Pertemuan tingkat tinggi Quadrilateral Security Dialogue (QUAD) pada akhir 2025 menandai fase konsolidasi dan ekspansi agenda kelompok ini di kawasan Indo-Pasifik. Kerja sama yang semula berfokus pada keamanan maritim tradisional kini telah berkembang mencakup isu-isu strategis kontemporer seperti ketahanan rantai pasok global dan keamanan siber. Dinamika ini berlangsung dalam konteks ketegangan geopolitik yang mendefinisikan lanskap keamanan regional, di mana persaingan kekuatan besar semakin mengkristalkan keberadaan blok-blok keamanan. Penguatan QUAD sebagai arsitektur keamanan non-ASEAN ini secara langsung memengaruhi kalkulus strategis negara-negara di kawasan, termasuk Indonesia, sekaligus menempatkan prinsip-prinsip ASEAN seperti sentralitas dan inklusivitas di bawah tekanan.

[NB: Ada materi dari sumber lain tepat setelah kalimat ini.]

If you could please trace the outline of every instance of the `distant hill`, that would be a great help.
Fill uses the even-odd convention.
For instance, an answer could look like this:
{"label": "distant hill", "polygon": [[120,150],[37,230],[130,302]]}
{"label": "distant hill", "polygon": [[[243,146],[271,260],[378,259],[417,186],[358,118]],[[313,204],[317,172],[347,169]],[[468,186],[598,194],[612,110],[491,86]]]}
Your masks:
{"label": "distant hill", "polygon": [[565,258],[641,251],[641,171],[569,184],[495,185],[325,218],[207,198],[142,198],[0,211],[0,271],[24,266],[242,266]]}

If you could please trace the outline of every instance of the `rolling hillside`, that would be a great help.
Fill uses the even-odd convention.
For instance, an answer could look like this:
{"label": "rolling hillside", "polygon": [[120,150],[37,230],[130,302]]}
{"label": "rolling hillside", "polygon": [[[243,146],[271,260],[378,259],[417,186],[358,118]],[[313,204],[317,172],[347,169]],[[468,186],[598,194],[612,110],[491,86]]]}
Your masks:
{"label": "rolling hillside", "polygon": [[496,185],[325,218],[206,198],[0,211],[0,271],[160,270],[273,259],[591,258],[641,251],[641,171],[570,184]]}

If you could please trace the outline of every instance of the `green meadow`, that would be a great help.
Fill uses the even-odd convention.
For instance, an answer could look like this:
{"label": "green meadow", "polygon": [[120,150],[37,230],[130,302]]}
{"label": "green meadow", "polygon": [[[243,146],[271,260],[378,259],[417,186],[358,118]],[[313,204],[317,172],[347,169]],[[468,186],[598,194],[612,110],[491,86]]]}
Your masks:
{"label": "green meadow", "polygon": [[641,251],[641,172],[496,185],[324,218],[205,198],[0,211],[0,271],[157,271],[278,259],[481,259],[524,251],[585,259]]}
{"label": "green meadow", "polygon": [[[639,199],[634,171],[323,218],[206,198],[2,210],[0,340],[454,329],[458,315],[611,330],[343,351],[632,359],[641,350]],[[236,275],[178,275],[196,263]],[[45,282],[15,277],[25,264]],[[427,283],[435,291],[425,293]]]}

Signifikansi Strategis QUAD dan Tantangan bagi Sentralitas ASEAN
Signifikansi strategis menguatnya QUAD terletak pada kemampuannya membentuk norma, menyediakan barang publik keamanan, dan pada akhirnya memengaruhi preferensi serta aliansi negara-negara di kawasan. Dari perspektif ASEAN dan Indonesia, perkembangan ini mengandung paradoks yang mendalam. Di satu sisi, aktivitas keamanan yang koheren dari kelompok demokrasi besar dapat berkontribusi pada stabilitas kawasan. Di sisi lain, ia berpotensi menggeser ASEAN dari posisi sentralnya sebagai primary driver arsitektur regional. ASEAN Outlook on the Indo-Pacific (AOIP), dengan penekanannya pada kerja sama inklusif dan dialog, secara implisit bertujuan untuk mengimbangi narasi yang bersifat eksklusif dan konfrontatif. Implikasinya bagi politik luar negeri Indonesia adalah kebutuhan untuk secara aktif memastikan AOIP tidak hanya menjadi dokumen deklaratif, tetapi diterjemahkan menjadi inisiatif konkret yang mampu menarik minat dan partisipasi aktif semua pihak, termasuk anggota QUAD.
Implikasi Kebijakan dan Strategi Keseimbangan Dinamis bagi Indonesia
Dalam menghadapi lanskap geopolitik Indo-Pasifik yang semakin terkotak, Indonesia dituntut untuk mengimplementasikan strategi keseimbangan diplomatik yang lincah (dynamic equilibrium). Prinsip bebas-aktif mendapatkan dimensi baru: bukan sekadar tidak memihak, tetapi secara proaktif membangun jaringan kerja sama praktis dan saling menguntungkan dengan semua kekuatan. Pilihan kebijakan ini mencakup penguatan kemitraan dengan anggota QUAD secara bilateral—seperti kerja sama patroli laut dengan AS, alih teknologi pertahanan dengan Jepang, atau latihan militer dengan Australia—tanpa harus secara formal mengikat diri ke dalam blok tersebut. Pendekatan ini memungkinkan Indonesia untuk tetap menjaga netralitas strategis sekaligus memetik manfaat dari kerja sama teknis dan kapasitas yang ditawarkan.
Fondasi dari semua diplomasi ini adalah kapasitas pertahanan nasional yang kuat dan kredibel. Penguatan postur pertahanan, modernisasi Alutsista, dan peningkatan kemampuan Maritime Domain Awareness (MDA) menjadi bukan hanya kebutuhan kedaulatan, tetapi juga alat diplomasi yang efektif. Kemampuan nasional yang tangguh meningkatkan daya tawar Indonesia dalam interaksi dengan berbagai blok dan kekuatan, memastikan bahwa partisipasi dalam kerja sama apapun didasarkan pada kesetaraan dan kepentingan nasional yang terdefinisi dengan jelas. Tanpa fondasi ini, diplomasi keseimbangan berisiko menjadi retorika kosong tanpa pengaruh nyata di kancah regional.
Ke depan, tantangan utama bagi Indonesia adalah mengelola kerumitan ini sambil menjaga kohesi internal ASEAN. Perpecahan pandangan di antara negara-negara anggota ASEAN mengenai QUAD dan kekuatan besar lainnya dapat melemahkan posisi kolektif. Oleh karena itu, peran Indonesia sebagai kekuatan pemersatu dan penjembatan dalam ASEAN menjadi semakin krusial. Keberhasilan menerjemahkan politik luar negeri yang bebas-aktif dan dynamic equilibrium menjadi tindakan nyata—baik melalui AOIP maupun kemitraan bilateral yang selektif—akan menentukan sejauh mana Indonesia dapat mempertahankan pengaruh strategisnya dan menjaga stabilitas kawasan di tengah persaingan kekuatan besar.